13 Replies Latest reply on Mar 13, 2014 10:07 AM by JEngland

    Im/Export XML Error Break, White Space, Special Characters

    JEngland

      Hi Everyone,

       

      I'm running into an issue when conducting an XML Merge.

       

      The situation:

      - Document has been structured using tags so that it could be exported to XML

      - The XML document was then translated by professional translators into Russian from English

      - All XML tags in English/Russian version are the same, no XML has changed

      - XML Merge is conducted and all content is placed into the the InDesign document and the English/Russian content both has the proper tags selected

      - Russian content however, does not include any special characters such as line breaks, or spaces.
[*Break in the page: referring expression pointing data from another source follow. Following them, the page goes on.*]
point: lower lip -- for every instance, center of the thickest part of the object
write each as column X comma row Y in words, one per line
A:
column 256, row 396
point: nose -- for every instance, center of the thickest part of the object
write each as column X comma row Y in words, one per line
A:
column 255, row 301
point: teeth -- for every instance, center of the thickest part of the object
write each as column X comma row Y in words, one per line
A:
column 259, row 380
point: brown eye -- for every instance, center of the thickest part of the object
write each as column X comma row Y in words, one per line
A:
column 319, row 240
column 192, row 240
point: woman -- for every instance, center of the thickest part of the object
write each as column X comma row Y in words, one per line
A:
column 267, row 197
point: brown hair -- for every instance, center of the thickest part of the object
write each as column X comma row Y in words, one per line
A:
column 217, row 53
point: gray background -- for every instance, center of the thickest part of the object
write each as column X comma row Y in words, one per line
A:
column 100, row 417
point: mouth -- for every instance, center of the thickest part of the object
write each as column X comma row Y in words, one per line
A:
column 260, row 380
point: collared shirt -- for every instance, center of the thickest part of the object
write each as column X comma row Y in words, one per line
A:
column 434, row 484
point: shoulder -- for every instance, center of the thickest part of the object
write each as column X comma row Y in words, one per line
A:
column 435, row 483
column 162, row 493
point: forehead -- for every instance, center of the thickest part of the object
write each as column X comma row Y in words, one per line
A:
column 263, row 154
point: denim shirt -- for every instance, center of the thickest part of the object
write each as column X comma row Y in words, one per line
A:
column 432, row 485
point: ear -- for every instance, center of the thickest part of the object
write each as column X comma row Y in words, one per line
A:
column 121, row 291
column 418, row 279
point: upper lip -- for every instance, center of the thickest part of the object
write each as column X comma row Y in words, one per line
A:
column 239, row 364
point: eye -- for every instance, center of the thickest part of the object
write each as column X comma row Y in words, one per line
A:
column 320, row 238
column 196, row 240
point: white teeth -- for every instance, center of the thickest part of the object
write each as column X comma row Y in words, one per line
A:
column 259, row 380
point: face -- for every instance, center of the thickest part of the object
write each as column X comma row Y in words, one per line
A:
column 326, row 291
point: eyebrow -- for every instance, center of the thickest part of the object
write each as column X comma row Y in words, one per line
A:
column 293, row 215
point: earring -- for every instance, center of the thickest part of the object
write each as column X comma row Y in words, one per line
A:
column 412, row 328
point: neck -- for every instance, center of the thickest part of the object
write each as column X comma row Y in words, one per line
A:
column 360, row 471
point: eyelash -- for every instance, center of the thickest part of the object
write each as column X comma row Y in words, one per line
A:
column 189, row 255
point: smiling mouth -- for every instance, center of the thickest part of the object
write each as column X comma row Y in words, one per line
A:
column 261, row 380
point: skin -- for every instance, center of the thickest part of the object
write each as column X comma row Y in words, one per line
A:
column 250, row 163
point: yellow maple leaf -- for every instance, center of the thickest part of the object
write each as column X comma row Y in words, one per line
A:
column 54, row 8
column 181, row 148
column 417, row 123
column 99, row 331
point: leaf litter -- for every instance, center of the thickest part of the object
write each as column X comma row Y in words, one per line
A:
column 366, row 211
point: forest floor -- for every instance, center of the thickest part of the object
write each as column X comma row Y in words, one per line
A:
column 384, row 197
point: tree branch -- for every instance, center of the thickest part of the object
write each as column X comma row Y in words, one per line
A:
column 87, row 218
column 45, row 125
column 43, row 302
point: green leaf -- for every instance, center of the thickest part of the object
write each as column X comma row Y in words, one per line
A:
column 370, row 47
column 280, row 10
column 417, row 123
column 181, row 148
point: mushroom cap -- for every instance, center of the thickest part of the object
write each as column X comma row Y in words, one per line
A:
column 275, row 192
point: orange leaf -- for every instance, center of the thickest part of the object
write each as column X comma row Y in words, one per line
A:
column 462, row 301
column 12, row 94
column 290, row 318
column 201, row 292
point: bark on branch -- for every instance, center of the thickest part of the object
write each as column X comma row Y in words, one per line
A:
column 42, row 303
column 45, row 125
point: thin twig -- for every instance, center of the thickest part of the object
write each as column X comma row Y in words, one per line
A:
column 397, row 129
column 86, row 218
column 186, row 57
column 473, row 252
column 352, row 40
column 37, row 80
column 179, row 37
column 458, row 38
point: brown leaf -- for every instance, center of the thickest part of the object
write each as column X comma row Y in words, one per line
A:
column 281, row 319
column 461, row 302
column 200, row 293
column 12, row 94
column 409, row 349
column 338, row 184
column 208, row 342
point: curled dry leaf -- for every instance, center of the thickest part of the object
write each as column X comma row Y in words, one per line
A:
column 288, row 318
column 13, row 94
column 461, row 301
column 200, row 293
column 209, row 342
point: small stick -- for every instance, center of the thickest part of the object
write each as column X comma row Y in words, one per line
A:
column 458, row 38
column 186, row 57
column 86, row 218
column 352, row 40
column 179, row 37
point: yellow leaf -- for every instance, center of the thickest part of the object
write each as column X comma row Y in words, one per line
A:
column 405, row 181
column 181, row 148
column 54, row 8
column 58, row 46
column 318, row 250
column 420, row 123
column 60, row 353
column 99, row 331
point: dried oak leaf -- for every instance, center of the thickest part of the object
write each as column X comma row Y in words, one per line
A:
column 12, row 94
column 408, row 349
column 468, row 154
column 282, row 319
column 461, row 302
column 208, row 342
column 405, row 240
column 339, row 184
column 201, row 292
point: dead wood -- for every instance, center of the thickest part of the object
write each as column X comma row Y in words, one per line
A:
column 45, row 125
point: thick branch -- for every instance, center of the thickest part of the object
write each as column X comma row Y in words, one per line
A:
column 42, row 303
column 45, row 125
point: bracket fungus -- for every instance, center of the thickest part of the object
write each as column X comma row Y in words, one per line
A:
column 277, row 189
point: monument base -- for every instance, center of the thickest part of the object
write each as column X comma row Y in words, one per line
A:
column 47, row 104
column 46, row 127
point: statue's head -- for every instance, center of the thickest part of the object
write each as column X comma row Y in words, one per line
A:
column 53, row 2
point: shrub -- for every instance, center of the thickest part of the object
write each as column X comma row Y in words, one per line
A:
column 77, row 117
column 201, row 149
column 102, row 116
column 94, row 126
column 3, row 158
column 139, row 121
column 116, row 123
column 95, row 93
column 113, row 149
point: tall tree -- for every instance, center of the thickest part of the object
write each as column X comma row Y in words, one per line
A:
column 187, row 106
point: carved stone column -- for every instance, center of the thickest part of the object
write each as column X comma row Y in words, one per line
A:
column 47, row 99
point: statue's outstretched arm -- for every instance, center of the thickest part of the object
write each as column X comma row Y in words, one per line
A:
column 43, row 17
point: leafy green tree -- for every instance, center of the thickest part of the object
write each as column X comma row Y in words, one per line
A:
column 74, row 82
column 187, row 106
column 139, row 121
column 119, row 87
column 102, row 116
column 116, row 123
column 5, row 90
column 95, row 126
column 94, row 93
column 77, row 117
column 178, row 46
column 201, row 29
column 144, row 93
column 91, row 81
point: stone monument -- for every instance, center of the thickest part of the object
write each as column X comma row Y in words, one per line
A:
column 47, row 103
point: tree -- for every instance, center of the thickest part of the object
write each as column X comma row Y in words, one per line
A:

This is causing Paragraph Styles to be wrong, and essentially the whole document is formatted incorrectly 

       

      The Question:

      - How can you include special/hidden characters such as line breaks into the original XML Export? I keep getting the error "Content contains characters that can not be encoded"

      - If line breaks are included and are inserted into XML, when I conduct the XML Merge will InDesign recognize these codes/characters that are between the XML Tags?

       

      Thanks for your help,

       

      Jon

        • 1. Re: Im/Export XML Error Break, White Space, Special Characters
          MW Design Level 4

          Jon,

           

          A snippet of the code might be helpful.

           

          In general, the XML should be formatted how you desire to import it, line breaks included. An XML file is simply a text file.

           

          Mike

          • 2. Re: Im/Export XML Error Break, White Space, Special Characters
            JEngland Level 1

            Hi Mike,

             

            Thanks for the response

             

            XML of both English and Russian versions are in my drop box here: https://db.tt/mqlfkthN

            EDIT: Also added shortened versions of the actual InDesign files in EN and RU  so you can see the difference in how XML imports in both

             

            The English version was created in InDesign, which explains why the original source document has proper line breaks etc.

             

            Are you suggesting that the formatting already put in the document does not transfer into the XML and that we need to modify the XML code separately after to ensure a smooth import? If so, what type of code or symbol can I put between XML tags to indicate space or break?

             

            Thanks,

             

            Jon

            • 3. Re: Im/Export XML Error Break, White Space, Special Characters
              MW Design Level 4

              Hi Jon,

               

              Unfortunately, I don't use CC so I cannot open the ID files from CC unless they are exported as IDML.

               

              No matter the source of the XML, I rarely receive it in a form that ID likes. Without seeing what you have in ID as regards formatting, I would generally reformat the XML using a text editor (UltraEdit or NotePad++) something like this:

               

              <Root>

              <Story>

              <Arial10>13/02/2014
</Arial10>

              <Arial10>Страница </Arial10>

              </Story>

              <Story>

              <ArialBold12>4 Эксплуатация машины</ArialBold12>

              </Story>

              <Story>

              <ArialBold12Right>Эксплуатация машины 4</ArialBold12Right>

              </Story>

               

              However, depending upon the layout, some nodes may need to be moved adjacent to others, etc. In those cases, I use an XML editor and run XSLT files on them that I edit to suit.

               

              The XML, while valid XML, is arranged in a way I likely wouldn't, but it obviously works for your purposes. Without being able to open the ID files, I have no sure way of knowing what nodes, if any, would be moved, etc.

               

              Take care, Mike

              • 4. Re: Im/Export XML Error Break, White Space, Special Characters
                JEngland Level 1

                Which version do you use? If I uploaded correct version, would you take a quick look at the layout, before sending me off in the right direction to research?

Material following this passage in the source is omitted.